En passant dans « la clandestinité en plein jour »,[5] l’art, pourrait, désormais, prétendre à une qualité de maîtrise, pour le moins, autre. Celle qui, à travers la mise en valeur spécifique du visible, fait accéder la conscience du sujet, à la réalité, ineffable, insue et invisible du monde.
[1] On remarquera que pour le choix des enseignants français, l’opération s’effectue à travers une entente préalable entre les universités des deux pays, les responsables de l’application du programme de « coopération assistance » qui relève de la responsabilité du Département (français) des Affaires Etrangères, ne pouvant se permettre de faire de l’ingérence dans les « affaires » qui relèvent des universités françaises. Dans ce cas, la souveraineté, qui va de soi, des universités tunisiennes dans le choix des invités dont elles estiment en avoir besoin, est garantie, en fait, par l’autonomie dont bénéficient, les universités françaises.

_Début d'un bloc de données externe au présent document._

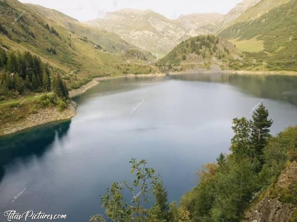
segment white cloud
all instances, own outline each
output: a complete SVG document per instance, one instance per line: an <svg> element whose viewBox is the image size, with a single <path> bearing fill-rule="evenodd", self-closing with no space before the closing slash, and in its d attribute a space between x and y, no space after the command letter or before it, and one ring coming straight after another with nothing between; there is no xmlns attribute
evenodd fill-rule
<svg viewBox="0 0 297 222"><path fill-rule="evenodd" d="M80 21L104 16L107 11L122 8L151 9L167 18L181 14L218 12L225 14L243 0L21 0L54 8Z"/></svg>

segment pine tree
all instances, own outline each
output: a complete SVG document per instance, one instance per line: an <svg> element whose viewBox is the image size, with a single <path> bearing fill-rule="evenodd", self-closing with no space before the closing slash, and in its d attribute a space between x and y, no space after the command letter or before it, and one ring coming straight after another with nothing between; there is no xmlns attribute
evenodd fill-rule
<svg viewBox="0 0 297 222"><path fill-rule="evenodd" d="M155 203L152 209L157 208L159 210L155 211L154 213L158 219L158 221L171 221L167 191L161 181L158 181L154 185L153 194L155 199Z"/></svg>
<svg viewBox="0 0 297 222"><path fill-rule="evenodd" d="M219 164L220 166L222 166L222 165L223 165L223 164L226 162L226 157L225 156L225 155L224 155L224 154L221 152L219 155L219 156L218 156L218 157L216 158L216 161L218 163L218 164Z"/></svg>
<svg viewBox="0 0 297 222"><path fill-rule="evenodd" d="M2 48L0 48L0 68L4 67L6 64L7 61L6 52Z"/></svg>
<svg viewBox="0 0 297 222"><path fill-rule="evenodd" d="M18 74L14 75L15 89L20 94L24 92L24 83Z"/></svg>
<svg viewBox="0 0 297 222"><path fill-rule="evenodd" d="M37 79L35 77L35 74L33 74L32 75L32 79L31 80L32 83L32 89L33 90L37 89L38 88L38 82L37 82Z"/></svg>
<svg viewBox="0 0 297 222"><path fill-rule="evenodd" d="M54 80L54 85L53 86L54 93L57 96L61 98L63 97L62 81L60 74L58 74Z"/></svg>
<svg viewBox="0 0 297 222"><path fill-rule="evenodd" d="M231 139L230 150L236 155L237 158L252 157L252 151L250 148L249 140L250 129L249 122L246 118L235 118L233 122L232 129L234 136Z"/></svg>
<svg viewBox="0 0 297 222"><path fill-rule="evenodd" d="M44 66L43 72L42 85L46 91L49 91L50 90L50 78L47 64Z"/></svg>
<svg viewBox="0 0 297 222"><path fill-rule="evenodd" d="M271 137L270 128L273 121L268 120L268 110L261 103L252 114L252 120L250 121L251 130L250 142L253 149L254 157L262 165L263 162L263 149Z"/></svg>
<svg viewBox="0 0 297 222"><path fill-rule="evenodd" d="M28 75L26 75L26 79L25 79L25 87L27 89L31 89L31 84Z"/></svg>
<svg viewBox="0 0 297 222"><path fill-rule="evenodd" d="M39 75L37 75L37 77L36 77L36 82L37 82L37 88L39 88L40 86L41 86L41 80L40 80L40 77L39 77Z"/></svg>
<svg viewBox="0 0 297 222"><path fill-rule="evenodd" d="M14 73L16 71L16 56L13 52L8 55L6 67L9 73Z"/></svg>

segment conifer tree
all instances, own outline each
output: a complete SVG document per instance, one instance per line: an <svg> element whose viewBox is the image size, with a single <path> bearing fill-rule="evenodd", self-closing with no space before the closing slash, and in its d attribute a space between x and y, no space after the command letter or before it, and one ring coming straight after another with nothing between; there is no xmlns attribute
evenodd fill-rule
<svg viewBox="0 0 297 222"><path fill-rule="evenodd" d="M38 88L38 82L37 82L37 79L36 78L35 74L33 74L32 75L31 83L32 89L33 90L35 90Z"/></svg>
<svg viewBox="0 0 297 222"><path fill-rule="evenodd" d="M230 150L235 155L241 158L252 157L252 151L250 148L249 122L245 117L233 119L232 129L234 136L231 139Z"/></svg>
<svg viewBox="0 0 297 222"><path fill-rule="evenodd" d="M26 79L25 79L25 87L27 89L31 89L31 84L28 75L26 75Z"/></svg>
<svg viewBox="0 0 297 222"><path fill-rule="evenodd" d="M20 77L18 74L14 75L15 87L20 94L22 94L24 92L24 83L23 80Z"/></svg>
<svg viewBox="0 0 297 222"><path fill-rule="evenodd" d="M222 152L219 154L219 156L216 158L216 161L220 166L222 166L223 164L226 162L226 157L224 153Z"/></svg>
<svg viewBox="0 0 297 222"><path fill-rule="evenodd" d="M41 86L41 80L40 80L40 77L39 77L39 75L37 75L37 77L36 77L36 82L37 82L37 88L39 88Z"/></svg>
<svg viewBox="0 0 297 222"><path fill-rule="evenodd" d="M7 61L6 52L2 48L0 48L0 68L4 67Z"/></svg>
<svg viewBox="0 0 297 222"><path fill-rule="evenodd" d="M263 103L261 103L252 114L252 120L250 121L251 131L250 141L256 158L261 164L263 164L263 149L267 144L270 134L270 128L273 121L268 119L269 112Z"/></svg>
<svg viewBox="0 0 297 222"><path fill-rule="evenodd" d="M14 73L16 71L16 57L14 52L11 52L8 55L6 66L7 71L9 73Z"/></svg>

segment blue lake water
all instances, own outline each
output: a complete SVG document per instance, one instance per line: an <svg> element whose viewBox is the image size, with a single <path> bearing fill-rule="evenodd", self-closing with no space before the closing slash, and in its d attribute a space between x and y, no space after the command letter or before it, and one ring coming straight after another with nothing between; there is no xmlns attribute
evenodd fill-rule
<svg viewBox="0 0 297 222"><path fill-rule="evenodd" d="M146 159L169 200L178 201L197 184L199 168L228 152L232 119L250 118L262 99L274 120L273 134L297 124L296 77L193 74L102 81L74 99L78 114L71 121L0 138L0 221L7 221L7 210L32 210L87 222L102 213L99 195L112 182L133 179L132 157Z"/></svg>

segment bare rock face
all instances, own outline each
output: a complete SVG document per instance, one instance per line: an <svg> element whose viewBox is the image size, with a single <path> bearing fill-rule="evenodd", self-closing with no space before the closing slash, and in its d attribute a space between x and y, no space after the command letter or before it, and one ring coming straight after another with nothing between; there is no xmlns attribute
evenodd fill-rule
<svg viewBox="0 0 297 222"><path fill-rule="evenodd" d="M150 10L125 9L107 12L102 19L86 23L115 33L143 49L165 54L190 37L213 33L205 26L217 23L222 16L217 13L193 14L171 20Z"/></svg>
<svg viewBox="0 0 297 222"><path fill-rule="evenodd" d="M293 162L280 175L277 185L285 189L294 183L297 183L297 162Z"/></svg>
<svg viewBox="0 0 297 222"><path fill-rule="evenodd" d="M231 9L221 21L223 26L230 24L232 21L238 18L246 10L256 5L262 0L245 0L239 3Z"/></svg>
<svg viewBox="0 0 297 222"><path fill-rule="evenodd" d="M281 174L276 187L288 188L297 183L297 162L290 164ZM295 210L294 206L282 203L278 197L270 197L268 190L264 198L246 213L243 222L289 222Z"/></svg>

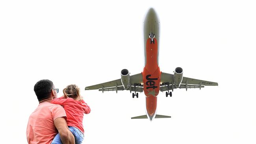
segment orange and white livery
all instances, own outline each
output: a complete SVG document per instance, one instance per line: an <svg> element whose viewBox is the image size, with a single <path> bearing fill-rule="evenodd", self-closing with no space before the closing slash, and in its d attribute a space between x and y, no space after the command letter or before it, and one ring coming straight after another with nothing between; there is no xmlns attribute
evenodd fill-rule
<svg viewBox="0 0 256 144"><path fill-rule="evenodd" d="M159 91L166 91L165 96L172 96L172 90L180 88L199 88L206 85L216 86L218 83L194 79L183 76L181 68L175 68L174 74L161 72L158 66L160 22L153 8L148 10L144 22L144 53L145 66L143 72L132 76L126 69L121 71L120 79L87 87L85 90L98 89L105 91L124 90L134 92L132 97L138 98L137 92L144 91L146 96L146 115L132 119L171 118L170 116L156 114L157 96Z"/></svg>

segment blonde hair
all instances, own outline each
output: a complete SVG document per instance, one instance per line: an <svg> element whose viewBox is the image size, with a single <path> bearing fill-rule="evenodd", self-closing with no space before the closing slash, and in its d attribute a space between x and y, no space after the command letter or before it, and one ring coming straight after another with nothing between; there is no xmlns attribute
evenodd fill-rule
<svg viewBox="0 0 256 144"><path fill-rule="evenodd" d="M81 100L80 89L76 85L69 85L63 89L64 98L71 98L74 99L79 98Z"/></svg>

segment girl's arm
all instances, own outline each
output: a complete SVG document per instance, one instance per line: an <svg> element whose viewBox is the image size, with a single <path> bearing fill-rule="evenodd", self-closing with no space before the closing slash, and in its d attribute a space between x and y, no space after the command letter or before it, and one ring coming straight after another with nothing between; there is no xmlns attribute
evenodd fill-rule
<svg viewBox="0 0 256 144"><path fill-rule="evenodd" d="M90 107L85 103L83 100L81 100L80 101L82 102L82 105L84 109L84 113L88 114L91 112L91 108Z"/></svg>
<svg viewBox="0 0 256 144"><path fill-rule="evenodd" d="M64 98L62 96L60 98L54 98L52 100L51 103L63 105L66 102L66 99Z"/></svg>

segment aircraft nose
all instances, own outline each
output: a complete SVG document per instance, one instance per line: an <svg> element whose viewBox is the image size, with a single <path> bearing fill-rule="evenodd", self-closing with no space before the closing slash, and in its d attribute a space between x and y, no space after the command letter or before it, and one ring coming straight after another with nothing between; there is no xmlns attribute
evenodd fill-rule
<svg viewBox="0 0 256 144"><path fill-rule="evenodd" d="M158 18L156 13L156 11L153 8L150 8L148 11L145 18L144 22L147 21L150 21L152 20L156 21L156 22L158 22Z"/></svg>

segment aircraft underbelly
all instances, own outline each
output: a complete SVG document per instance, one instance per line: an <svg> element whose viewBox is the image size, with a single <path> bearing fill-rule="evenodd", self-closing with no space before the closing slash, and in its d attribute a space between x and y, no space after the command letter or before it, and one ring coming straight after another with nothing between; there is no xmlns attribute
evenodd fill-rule
<svg viewBox="0 0 256 144"><path fill-rule="evenodd" d="M160 90L161 71L157 62L158 41L150 43L148 38L146 44L146 65L142 72L143 89L146 95L146 107L148 115L152 119L155 115L157 98Z"/></svg>

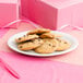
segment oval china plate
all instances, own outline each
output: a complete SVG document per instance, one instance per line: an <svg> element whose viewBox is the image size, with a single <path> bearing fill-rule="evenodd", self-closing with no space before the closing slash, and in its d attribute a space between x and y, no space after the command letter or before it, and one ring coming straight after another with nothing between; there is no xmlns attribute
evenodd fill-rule
<svg viewBox="0 0 83 83"><path fill-rule="evenodd" d="M69 35L67 33L52 31L51 33L54 33L54 34L60 34L60 35L62 35L63 39L69 40L70 44L71 44L71 47L69 49L67 49L67 50L55 51L52 54L37 54L37 52L33 51L33 50L22 51L22 50L17 49L17 45L15 43L15 38L22 37L27 32L22 32L22 33L15 34L12 37L10 37L10 39L8 40L8 46L11 49L13 49L14 51L23 54L23 55L35 56L35 57L51 57L51 56L59 56L59 55L63 55L63 54L70 52L70 51L74 50L78 47L78 45L79 45L78 40L73 36L71 36L71 35Z"/></svg>

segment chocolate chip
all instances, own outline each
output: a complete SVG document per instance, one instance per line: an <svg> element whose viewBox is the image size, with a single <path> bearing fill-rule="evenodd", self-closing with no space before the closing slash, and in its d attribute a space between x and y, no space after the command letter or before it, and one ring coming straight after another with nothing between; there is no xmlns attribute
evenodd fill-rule
<svg viewBox="0 0 83 83"><path fill-rule="evenodd" d="M67 44L67 42L64 42L64 44Z"/></svg>
<svg viewBox="0 0 83 83"><path fill-rule="evenodd" d="M40 39L38 39L38 42L40 42Z"/></svg>
<svg viewBox="0 0 83 83"><path fill-rule="evenodd" d="M59 40L59 38L56 38L57 40Z"/></svg>
<svg viewBox="0 0 83 83"><path fill-rule="evenodd" d="M51 46L51 44L49 44L49 46Z"/></svg>
<svg viewBox="0 0 83 83"><path fill-rule="evenodd" d="M52 47L56 47L56 46L52 46Z"/></svg>
<svg viewBox="0 0 83 83"><path fill-rule="evenodd" d="M21 40L22 38L19 38L19 40Z"/></svg>
<svg viewBox="0 0 83 83"><path fill-rule="evenodd" d="M25 37L25 35L24 35L24 37Z"/></svg>

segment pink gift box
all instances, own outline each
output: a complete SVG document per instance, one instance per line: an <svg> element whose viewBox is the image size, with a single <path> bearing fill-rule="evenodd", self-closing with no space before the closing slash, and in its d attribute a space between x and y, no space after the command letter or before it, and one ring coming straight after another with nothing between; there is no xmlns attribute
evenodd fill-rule
<svg viewBox="0 0 83 83"><path fill-rule="evenodd" d="M0 0L0 27L19 19L17 0Z"/></svg>
<svg viewBox="0 0 83 83"><path fill-rule="evenodd" d="M22 14L44 27L82 26L83 0L21 0ZM78 12L79 11L79 12Z"/></svg>

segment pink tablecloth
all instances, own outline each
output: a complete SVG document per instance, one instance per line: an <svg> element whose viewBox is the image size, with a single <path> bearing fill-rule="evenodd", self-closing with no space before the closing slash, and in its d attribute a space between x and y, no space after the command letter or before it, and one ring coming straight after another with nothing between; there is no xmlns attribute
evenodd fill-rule
<svg viewBox="0 0 83 83"><path fill-rule="evenodd" d="M83 66L76 66L83 64L83 32L71 31L70 27L63 31L75 36L80 45L74 51L59 57L46 59L26 57L7 46L10 36L32 28L33 25L22 23L17 29L11 28L0 38L0 57L21 75L21 79L16 80L7 71L1 71L4 73L0 83L83 83Z"/></svg>

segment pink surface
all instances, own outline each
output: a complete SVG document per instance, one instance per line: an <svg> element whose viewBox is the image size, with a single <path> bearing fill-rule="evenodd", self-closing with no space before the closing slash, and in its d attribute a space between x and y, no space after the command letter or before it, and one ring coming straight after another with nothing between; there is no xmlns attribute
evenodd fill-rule
<svg viewBox="0 0 83 83"><path fill-rule="evenodd" d="M1 2L3 1L3 2ZM17 0L16 0L17 1ZM11 15L10 15L11 14ZM19 3L13 1L0 0L0 27L5 26L19 19Z"/></svg>
<svg viewBox="0 0 83 83"><path fill-rule="evenodd" d="M0 38L4 36L4 34L9 31L10 28L0 28Z"/></svg>
<svg viewBox="0 0 83 83"><path fill-rule="evenodd" d="M22 14L44 27L57 29L64 25L83 26L83 0L21 1Z"/></svg>
<svg viewBox="0 0 83 83"><path fill-rule="evenodd" d="M83 67L15 52L0 52L0 57L21 75L21 79L16 80L5 72L0 83L83 83Z"/></svg>
<svg viewBox="0 0 83 83"><path fill-rule="evenodd" d="M23 32L23 31L28 31L28 29L33 29L35 28L33 25L31 25L29 23L21 23L21 25L17 27L17 29L10 29L1 39L0 39L0 51L5 51L5 52L14 52L12 51L8 45L7 42L8 39L19 33L19 32ZM51 57L51 58L47 58L54 61L60 61L60 62L66 62L66 63L71 63L71 64L80 64L83 66L83 31L72 31L72 27L66 27L62 32L69 33L72 36L76 37L79 40L79 47L67 55L63 56L58 56L58 57Z"/></svg>
<svg viewBox="0 0 83 83"><path fill-rule="evenodd" d="M35 27L29 23L22 22L17 29L11 28L0 39L0 58L21 76L17 80L1 69L0 83L83 83L83 31L72 31L72 27L62 29L75 36L80 43L78 49L63 56L42 59L20 55L9 49L7 42L12 35L33 28ZM73 63L82 66L73 66Z"/></svg>

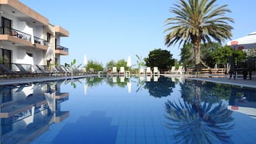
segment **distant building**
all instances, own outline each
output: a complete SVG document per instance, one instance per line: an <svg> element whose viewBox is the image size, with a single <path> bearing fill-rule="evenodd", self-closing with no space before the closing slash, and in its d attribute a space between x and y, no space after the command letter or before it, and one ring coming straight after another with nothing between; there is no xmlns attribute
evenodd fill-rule
<svg viewBox="0 0 256 144"><path fill-rule="evenodd" d="M0 1L0 63L47 65L69 54L60 44L69 32L18 0Z"/></svg>

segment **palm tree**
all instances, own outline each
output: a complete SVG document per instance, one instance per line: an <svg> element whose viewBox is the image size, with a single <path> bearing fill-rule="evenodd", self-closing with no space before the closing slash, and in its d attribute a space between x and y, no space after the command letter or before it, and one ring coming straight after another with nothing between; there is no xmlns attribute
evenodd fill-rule
<svg viewBox="0 0 256 144"><path fill-rule="evenodd" d="M179 4L171 7L170 12L175 17L169 18L165 21L170 27L164 30L168 32L165 37L165 44L170 47L179 42L192 43L194 50L194 59L196 72L201 71L201 42L219 43L232 37L229 22L233 19L224 14L231 12L227 5L218 7L217 0L180 0Z"/></svg>

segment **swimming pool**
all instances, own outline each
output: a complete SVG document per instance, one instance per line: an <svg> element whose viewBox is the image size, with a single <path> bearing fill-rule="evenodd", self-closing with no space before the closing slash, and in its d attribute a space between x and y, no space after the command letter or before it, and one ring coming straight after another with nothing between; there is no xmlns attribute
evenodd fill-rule
<svg viewBox="0 0 256 144"><path fill-rule="evenodd" d="M1 143L256 143L256 90L181 78L0 87Z"/></svg>

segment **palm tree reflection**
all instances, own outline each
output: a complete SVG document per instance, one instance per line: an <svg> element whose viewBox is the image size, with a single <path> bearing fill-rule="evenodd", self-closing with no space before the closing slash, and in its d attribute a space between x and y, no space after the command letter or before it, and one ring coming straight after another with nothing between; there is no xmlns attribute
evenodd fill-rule
<svg viewBox="0 0 256 144"><path fill-rule="evenodd" d="M171 79L164 77L160 77L156 82L146 82L144 86L145 89L148 90L149 95L155 97L170 95L174 87L174 82Z"/></svg>
<svg viewBox="0 0 256 144"><path fill-rule="evenodd" d="M201 85L197 82L181 85L181 89L186 90L182 92L184 100L166 102L166 127L174 130L172 136L179 143L229 142L227 130L234 126L232 112L222 101L217 102L216 97L203 97L202 94L206 92Z"/></svg>

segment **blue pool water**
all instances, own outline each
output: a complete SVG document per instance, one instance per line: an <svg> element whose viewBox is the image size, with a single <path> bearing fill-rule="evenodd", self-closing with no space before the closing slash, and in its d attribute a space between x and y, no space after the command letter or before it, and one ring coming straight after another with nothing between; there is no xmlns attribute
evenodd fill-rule
<svg viewBox="0 0 256 144"><path fill-rule="evenodd" d="M0 86L1 143L256 143L256 90L167 77Z"/></svg>

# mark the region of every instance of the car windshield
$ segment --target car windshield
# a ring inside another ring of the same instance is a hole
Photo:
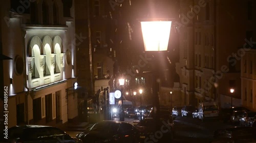
[[[248,117],[254,117],[256,115],[256,112],[248,112]]]
[[[187,106],[186,108],[187,108],[187,110],[188,110],[188,111],[194,111],[196,109],[195,109],[196,108],[194,106]]]
[[[218,106],[217,105],[208,105],[204,106],[205,111],[214,111],[218,110]]]
[[[95,124],[90,129],[90,131],[116,131],[118,129],[119,124],[116,122],[102,122]]]
[[[129,112],[134,112],[134,108],[127,108],[127,111]]]

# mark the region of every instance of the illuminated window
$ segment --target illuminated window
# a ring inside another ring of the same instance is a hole
[[[99,1],[94,0],[94,15],[99,16],[100,14]]]
[[[98,72],[98,78],[103,77],[103,64],[102,62],[97,62],[97,71]]]
[[[210,20],[210,7],[209,6],[209,3],[207,3],[205,8],[205,20]]]
[[[244,89],[244,100],[247,100],[247,91],[246,88]]]
[[[251,1],[248,1],[247,5],[247,19],[250,20],[252,19],[252,2]]]
[[[96,41],[97,47],[101,47],[101,32],[97,31],[96,32]]]

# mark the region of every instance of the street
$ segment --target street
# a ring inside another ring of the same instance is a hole
[[[115,120],[119,121],[119,118]],[[134,118],[125,118],[125,122],[134,125]],[[212,138],[215,130],[231,126],[229,123],[224,123],[217,120],[205,120],[203,122],[191,117],[178,116],[174,121],[175,135],[175,143],[209,142]],[[72,136],[75,136],[79,132],[66,131]]]

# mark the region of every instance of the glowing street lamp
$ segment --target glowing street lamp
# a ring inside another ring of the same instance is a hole
[[[148,21],[141,23],[145,51],[166,51],[172,21]]]
[[[120,112],[120,115],[119,115],[119,120],[121,121],[124,121],[124,111],[123,110],[123,85],[124,85],[124,79],[120,78],[119,79],[119,84],[121,87],[121,102],[122,105],[121,105],[121,111]]]
[[[172,26],[172,21],[169,19],[145,19],[140,21],[141,31],[146,51],[167,51]],[[157,92],[156,78],[155,77],[157,69],[153,64],[152,77],[153,106],[155,107],[155,116],[153,117],[158,120],[158,111],[160,109],[159,99]]]

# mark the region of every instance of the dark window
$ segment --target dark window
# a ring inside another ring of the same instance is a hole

[2] En 1995, l’Institut Technologique, d’Art, d’Architecture et d’Urbanisme de Tunis, est scindé en deux institutions universitaires, l’Ecole Nationale d’Architecture et d’Urbanisme, sise actuellement, à Sidi Bou – Saïd et l’Ecole Supérieure des Beaux-Arts de Tunis qui a hérité des locaux de l’ITAAUT. D’où l’on peut comprendre les raisons de l’appellation « Ecole » de celle créée au même moment à Sfax. Durant l’année 95-96, l’on avait observé l’inadéquation de ce retour à l’ancienne appellation « Ecole des Beaux-Arts » avec le statut universitaire des deux institutions en revenant à l’appellation d’ « Institut ».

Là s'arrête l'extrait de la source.